Starting anew, AGY’s scientists approached this challenge in a fundamentally different way. AGY wanted to understand the molecular pathological signaling pathways triggered by the lack of oxygen and glucose supply to the cortex, as well as those involved in post-ischemic regeneration. Its scientists and their collaborators pioneered a comprehensive approach to the molecular understanding of pathological, protective, and regenerative processes that follow a stroke.

The company utilized models of ischemic damage, including the middle cerebral artery occlusion model (MCAO), ischemic preconditioning/tolerance, as well as the “enriched environment” model, in order to sample tissues at different times and to derive pathways of post-ischemic damage, and plasticity. The company employed its proprietary imAGYne™ cloning and bioinformatics platform to identify and validate novel protein targets.

Processing temporal and spatial expression information at high resolution from thousands of tissue samples resulted in a broad and fundamentally new understanding of signaling pathways controlling cellular events after ischemia. These pathological pathways involve neuronal, glial and endothelial interactions. Drug targets within these pathways have been selected and characterized and drug screens to identify inhibitors have been performed. Consequently, compounds modulating these targets have been proven to be neuroprotective or active in neuroregeneration.

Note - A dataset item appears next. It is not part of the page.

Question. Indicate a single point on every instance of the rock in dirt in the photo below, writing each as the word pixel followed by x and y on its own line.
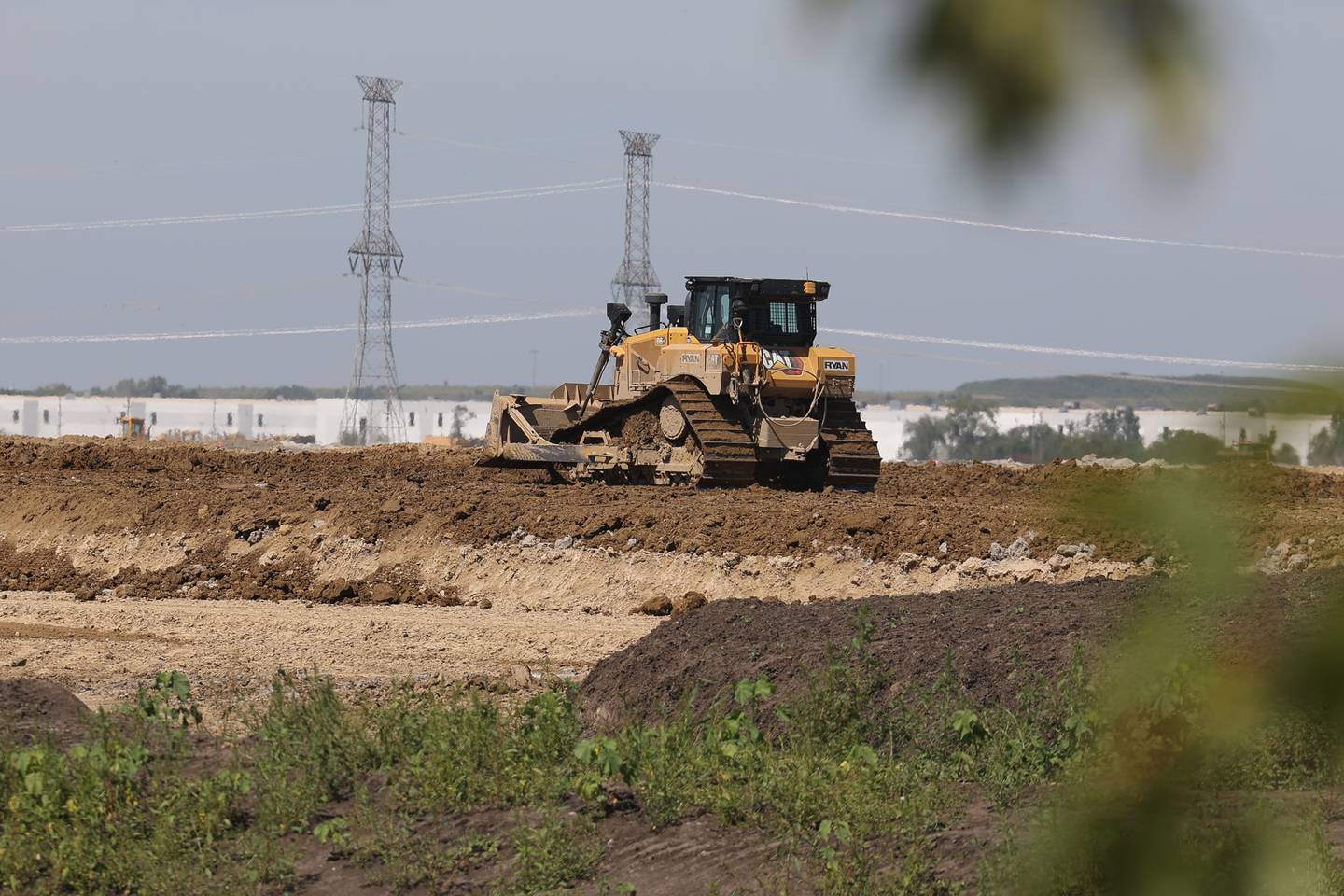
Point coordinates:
pixel 336 592
pixel 689 602
pixel 655 608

An additional approach to unravel pathological mechanisms in stroke included the screening for neuroprotective activities of compounds with known targets and pharmacology. This approach led to the identification of novel pathological pathways that control ischemic cell death as well as to highly neuroprotective compounds modulating these pathways.

AGY’s unique approach of integrating information from functional and chemical genomics led to a fundamental understanding of processes controlling neuronal death and functional regeneration after stroke and a series of compounds displaying neuroprotective or neuroregenerative activities in vivo.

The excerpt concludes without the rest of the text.